A lecture / presentation / opinion is useless to me if I cannot easily disagree with you. I do not want to be in a 30-minute monologue where you make 10 loosely connected points. I might have a disagreement, but I would not know how to communicate it to you because I do not know precisely what you are saying. As a consequence, I cannot tell you that I disagree with you precisely on XYZ.

This has led me to have a preference order for formats of social knowledge sharing:

  • 1-on-1 discussions
  • a write-up
  • a small-group interactive discussion
  • a talk/presentation with slides

I absolutely hate one-to-many style lectures because they generally do not provide the social setting for easy disagree-ability. The act of disagreeing is not essential. It is the ability to do so that makes any learning worthwhile for me. If I cannot specifically point to something from your talk that I can ponder about–something that causes dissonance in me because I feel the need to consider changing my mental models–I have not taken away anything from the knowledge sharing session.

There are formats that are very conducive to this. In a 1-on-1 setting, I can clear all ambiguity about an opinion, ask for clarity on the implicit assumptions you had in coming up with your ideas, and specifically drill down on a point of potential disagreement. I like write-ups because they almost force this kind of clarity in order to be effective. A presentation with slides is less conducive, but I can still refer to the slides and tell you specifically about the points I found confusing or disagreeable.

A talk without slides, as I imagine lectures often are, is a horrible horrible medium. I believe this format came up not from its effectiveness but from its logistical convenience.

At this point, I think you must have started suspecting that I am writing this post out of frustration from having attended such a session rather than rigorous pedagogical research. You would be correct.

In a talk without slides, where there are more than 1 opinions being put forth–all vaguely–the only reasonable conversation I can have with you afterward would start with “you touched on XYZ that I also already had context on. let’s chat more about it.” If you had one webpage that listed these 10 areas of interest, I would have received the same information orders of magnitude more effectively.

I sometimes end up talking at conferences or small events. I have developed a rule-of-thumb method for signal vs. noise separation from the feedback I receive at the end:

  • Signals: Clarifications about something I mentioned, or just absolute disagreements with what I spoke about. These exchanges carry information. This tells that the content was interesting enough to some humans that they gave me their attention. I had given them something to mull over and their brain-fudge was stirred.
  • Noise: Vague compliments. “Nice talk”, “Great work”, and the likes.
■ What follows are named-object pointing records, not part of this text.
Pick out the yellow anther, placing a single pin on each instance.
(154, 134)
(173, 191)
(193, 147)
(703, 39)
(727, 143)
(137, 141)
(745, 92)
Another frustration I have with one-to-many style lectures is that the onus then generally falls on the audience to follow along with this vague monologue of the scholar. I have been suggested to take notes, increase attention span, and learn this skill. If I, as a fairly educated adult who is already interested in the subject matter, has trouble following along–then it must ultimately be alienating to a larger statistically significant proportion of the audience. My point here is that even if it is a learnable skill to be able to do this, the delivery must optimise for those who do not have this skill.

As someone who has been on either side of the stage, and has reviewed presentations from other people, it is absolutely fair to ask more of this scholarly person in organising their content so that it is more interesting and accessible. If it is not, you run the risk of being confined to this echo chamber where you are only communicating with the same kind of people, while simultaenously alienating those who share my troubles.

Nothing would make me happier than having you disagree with me (with breaks in between).